Although this sort works on Int lists < length million, when the stack overflows, the last clause of the merge function definition looks odd to me, recursing in 2 places. Is there clearer way to define that definition and how can the stack limitation be avoided?
msort :: Ord a => [a] -> [a]
msort [] = []
msort xs = concat . merge . split $ xs
merge :: Ord a => [[a]] -> [[a]]
merge [] = []
merge [x] = [x]
merge (l1:l2:ls) = merge $ mpair l1 l2 : merge ls
mpair :: Ord a => [a] -> [a] -> [a]
mpair [] l2 = l2
mpair l1 [] = l1
mpair l1@(x:xs) l2@(y:ys) | x >= y = x : mpair xs l2
| otherwise = y : mpair l1 ys
split :: [a] -> [[a]]
split xs = [[x]| x<-xs]
2 Answers 2
You've spotted the problem. Your merge function is flawed. For each pair it processes, it introduces an extra unnecessary call to merge. That is, for a list like [1,2,3,4,5,6], instead of your first merge call expanding directly to:
merge [[1],[2],[3],[4],[5],[6]]
= merge $ mpair [1] [2] : mpair [3] [4] : mpair [5] [6] : []
it expands to:
merge [[1],[2],[3],[4],[5],[6]]
= merge $ mpair [1] [2] : merge $ mpair [3] [4]
: merge $ mpair [5] [6] : merge []
As a result, your count of merge calls is O(n) and your count of mpair calls is O(n^2) (or similar -- I didn't check exactly). when they should be O(log n) and O(n log n) respectively.
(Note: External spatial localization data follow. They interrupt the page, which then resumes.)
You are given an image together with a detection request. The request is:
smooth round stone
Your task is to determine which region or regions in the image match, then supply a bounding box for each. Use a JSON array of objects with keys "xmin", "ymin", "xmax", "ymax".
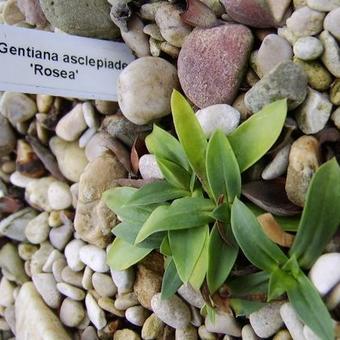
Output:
[
  {"xmin": 79, "ymin": 245, "xmax": 109, "ymax": 273},
  {"xmin": 49, "ymin": 223, "xmax": 73, "ymax": 250},
  {"xmin": 60, "ymin": 298, "xmax": 86, "ymax": 328},
  {"xmin": 64, "ymin": 239, "xmax": 86, "ymax": 272},
  {"xmin": 30, "ymin": 241, "xmax": 54, "ymax": 276},
  {"xmin": 177, "ymin": 284, "xmax": 205, "ymax": 309},
  {"xmin": 118, "ymin": 57, "xmax": 179, "ymax": 125},
  {"xmin": 332, "ymin": 107, "xmax": 340, "ymax": 129},
  {"xmin": 98, "ymin": 297, "xmax": 125, "ymax": 317},
  {"xmin": 330, "ymin": 79, "xmax": 340, "ymax": 105},
  {"xmin": 320, "ymin": 30, "xmax": 340, "ymax": 78},
  {"xmin": 85, "ymin": 293, "xmax": 107, "ymax": 330},
  {"xmin": 139, "ymin": 154, "xmax": 164, "ymax": 180},
  {"xmin": 262, "ymin": 144, "xmax": 291, "ymax": 180},
  {"xmin": 176, "ymin": 325, "xmax": 198, "ymax": 340},
  {"xmin": 18, "ymin": 244, "xmax": 38, "ymax": 261},
  {"xmin": 92, "ymin": 272, "xmax": 117, "ymax": 297},
  {"xmin": 178, "ymin": 24, "xmax": 253, "ymax": 108},
  {"xmin": 142, "ymin": 314, "xmax": 164, "ymax": 339},
  {"xmin": 309, "ymin": 253, "xmax": 340, "ymax": 295},
  {"xmin": 47, "ymin": 181, "xmax": 72, "ymax": 211},
  {"xmin": 0, "ymin": 115, "xmax": 16, "ymax": 157},
  {"xmin": 196, "ymin": 104, "xmax": 240, "ymax": 138},
  {"xmin": 26, "ymin": 177, "xmax": 56, "ymax": 212},
  {"xmin": 280, "ymin": 303, "xmax": 305, "ymax": 340},
  {"xmin": 82, "ymin": 266, "xmax": 93, "ymax": 290},
  {"xmin": 111, "ymin": 269, "xmax": 135, "ymax": 294},
  {"xmin": 82, "ymin": 102, "xmax": 99, "ymax": 129},
  {"xmin": 205, "ymin": 311, "xmax": 241, "ymax": 337},
  {"xmin": 293, "ymin": 37, "xmax": 324, "ymax": 60},
  {"xmin": 241, "ymin": 324, "xmax": 259, "ymax": 340},
  {"xmin": 61, "ymin": 266, "xmax": 83, "ymax": 288},
  {"xmin": 151, "ymin": 293, "xmax": 191, "ymax": 329},
  {"xmin": 56, "ymin": 282, "xmax": 85, "ymax": 301},
  {"xmin": 10, "ymin": 171, "xmax": 35, "ymax": 188},
  {"xmin": 306, "ymin": 0, "xmax": 340, "ymax": 11},
  {"xmin": 52, "ymin": 258, "xmax": 67, "ymax": 283},
  {"xmin": 114, "ymin": 329, "xmax": 141, "ymax": 340},
  {"xmin": 32, "ymin": 273, "xmax": 61, "ymax": 309},
  {"xmin": 198, "ymin": 325, "xmax": 217, "ymax": 340},
  {"xmin": 125, "ymin": 306, "xmax": 150, "ymax": 326},
  {"xmin": 114, "ymin": 292, "xmax": 139, "ymax": 310},
  {"xmin": 324, "ymin": 8, "xmax": 340, "ymax": 40},
  {"xmin": 0, "ymin": 278, "xmax": 15, "ymax": 307},
  {"xmin": 42, "ymin": 249, "xmax": 64, "ymax": 272}
]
Instead, you want to split merge up into two functions:
merge :: Ord a => [[a]] -> [[a]]
merge [] = []
merge [x] = [x]
merge ls = merge (mergePairs ls)
mergePairs :: Ord a => [[a]] -> [[a]]
mergePairs (l1:l2:ls) = mpair l1 l2 : mergePairs ls
mergePairs ls = ls
This will speed up the algorithm enormously, and it will now run on tens of millions of integers.
See mergeAll.
They insert a bang to adjust the evaluation order, and push the second recursion down into the next definition.
You could experiment with the mutant offspring of the two implementations to try and understand reasons for their difference.